The Internet and The Teacher: A Conundrum

I am a bit obsessed with Booktube. Booktube, for those of you who have not fallen into the black hole and love reading, is a subcategory of Youtube wherein the primary content of the Youtubers videos is, you guessed it, books.

If you are interested in how videos are made entirely about books, here is an interesting one to get you started. Plus, Ariel is top notch as far as Booktube goes.

As I’ve been watching these videos lately, a few have made me think “hm. Maybe this a thing that I could do.” This is completely ludicrous due to the fact that nothing sounds more painful to me than making a video of myself talking, but that fact aside, my immediate second thought is, “but I’m a teacher.”

Which… sounds ridiculous. I know it sounds ridiculous. But is it really?

We are told from day 1 of entering the teacher education program, and now at least weekly in standard life, that you need to be careful what you put online. Many teacher education programs go so far as to tell you to not have online profiles at all.

You can find a slew of posts about what teachers should or should not do online. Like this one that gives dos and don’ts of social media use for educators, or this one that outlines all of the potential horrors that could befall you.

But nothing is so easy as “don’t have a profile” in the 21st century.
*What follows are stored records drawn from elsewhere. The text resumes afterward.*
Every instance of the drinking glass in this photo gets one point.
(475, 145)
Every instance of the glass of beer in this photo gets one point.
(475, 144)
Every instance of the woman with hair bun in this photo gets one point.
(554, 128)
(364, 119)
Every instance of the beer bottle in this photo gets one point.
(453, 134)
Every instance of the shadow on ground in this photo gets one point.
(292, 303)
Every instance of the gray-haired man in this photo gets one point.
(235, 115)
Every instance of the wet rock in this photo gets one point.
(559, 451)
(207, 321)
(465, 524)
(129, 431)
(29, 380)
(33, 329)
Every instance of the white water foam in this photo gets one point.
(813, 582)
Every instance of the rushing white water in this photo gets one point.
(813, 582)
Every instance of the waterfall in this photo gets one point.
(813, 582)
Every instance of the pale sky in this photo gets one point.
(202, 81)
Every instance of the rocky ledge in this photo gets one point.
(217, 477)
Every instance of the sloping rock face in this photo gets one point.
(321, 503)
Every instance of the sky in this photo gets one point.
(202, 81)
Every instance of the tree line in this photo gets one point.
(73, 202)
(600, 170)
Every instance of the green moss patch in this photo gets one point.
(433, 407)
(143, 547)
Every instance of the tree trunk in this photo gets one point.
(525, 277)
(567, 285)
Could you take that route? Sure. But the drawbacks of choosing this are too many to name and unrealistic if you want to interact with the modern world.
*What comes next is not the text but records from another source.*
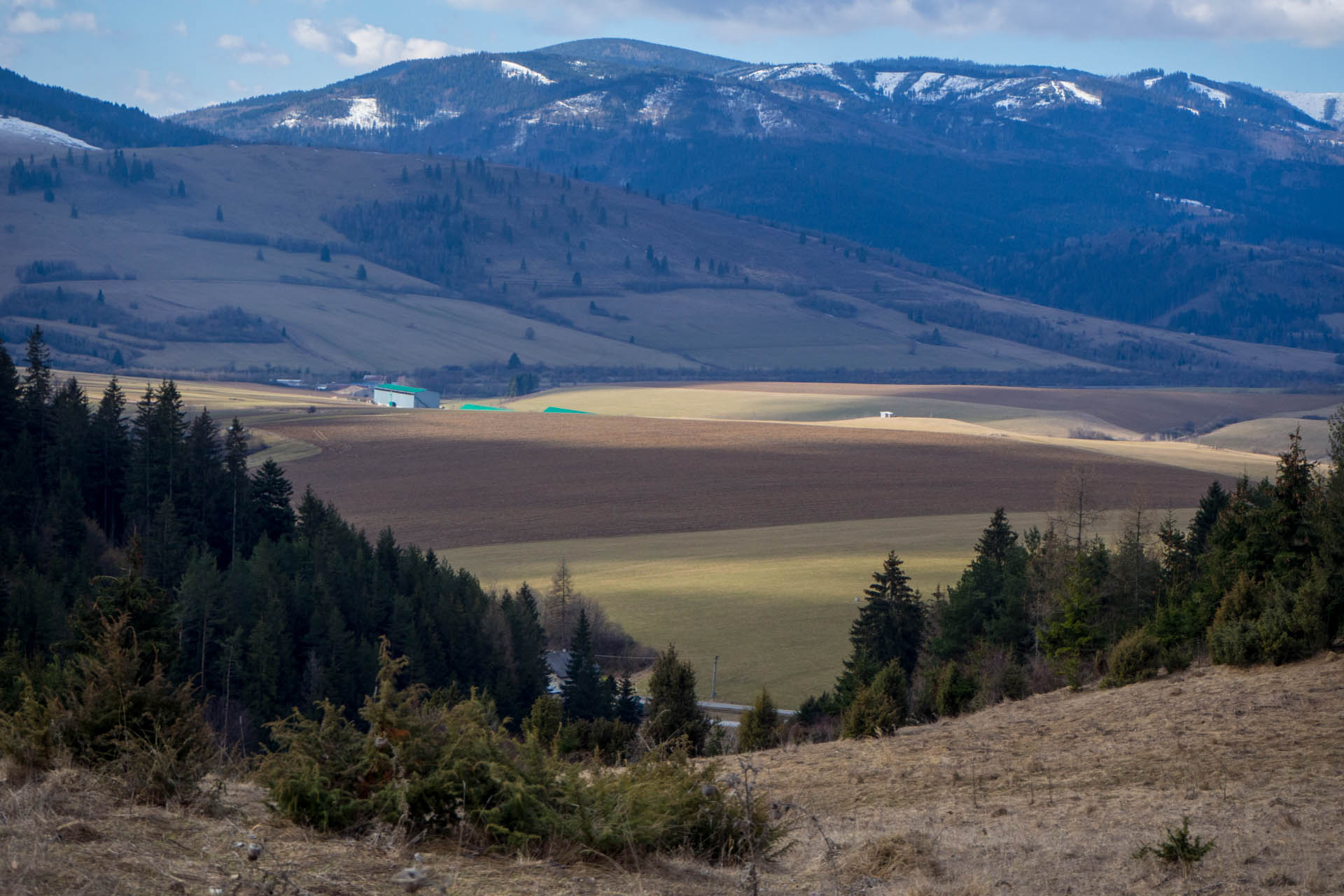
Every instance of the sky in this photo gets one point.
(171, 55)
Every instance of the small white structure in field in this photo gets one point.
(390, 396)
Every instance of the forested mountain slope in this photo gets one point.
(1026, 179)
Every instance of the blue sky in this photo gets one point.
(171, 55)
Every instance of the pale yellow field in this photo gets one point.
(1269, 434)
(773, 603)
(1224, 457)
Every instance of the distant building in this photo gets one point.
(556, 671)
(391, 396)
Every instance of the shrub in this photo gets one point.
(758, 729)
(1015, 685)
(1179, 846)
(1269, 622)
(118, 713)
(955, 691)
(1133, 659)
(430, 769)
(878, 708)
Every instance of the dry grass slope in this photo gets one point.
(1047, 796)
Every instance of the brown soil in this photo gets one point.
(470, 479)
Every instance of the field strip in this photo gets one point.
(773, 603)
(1187, 456)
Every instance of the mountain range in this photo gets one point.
(1164, 202)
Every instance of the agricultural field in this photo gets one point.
(737, 538)
(773, 603)
(470, 479)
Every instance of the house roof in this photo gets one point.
(558, 662)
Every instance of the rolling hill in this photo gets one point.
(1155, 198)
(207, 260)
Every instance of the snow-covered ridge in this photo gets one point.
(514, 70)
(1212, 93)
(800, 70)
(363, 115)
(20, 128)
(934, 86)
(1322, 106)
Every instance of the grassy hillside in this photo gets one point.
(773, 603)
(1049, 794)
(467, 265)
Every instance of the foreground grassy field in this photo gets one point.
(773, 603)
(1047, 796)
A Booktuber that I used to watch avidly went through a bit of a debacle last year after her students (she’s a librarian) found her account. Now everything is on private: her Goodreads account, her Youtube Channel, her twitter. Everything. Admittedly, she was living her life realistically on these channels. She used curse words, and talked about books she read that had adult content in them.

I can understand why students stumbling upon this content would be of some concern, but where do we draw the line?

Is our obligation to keep our profiles private? Is it to decide what social media platforms  to make available to students and which are on as heavy of lockdown as the website provides? The somewhat unspoken agreement of the profession is that once you’re a teacher, you’re a teacher 24/7, so does this mean that I should refrain from using curse words in anything I post ever, even on private accounts, in the off chance that a student were to come across it? I don’t know the answer. I don’t know that anyone has an answer that is clearly and definitively The Way To Do Things.

I do not actually want to make a Youtube channel. But what if I did?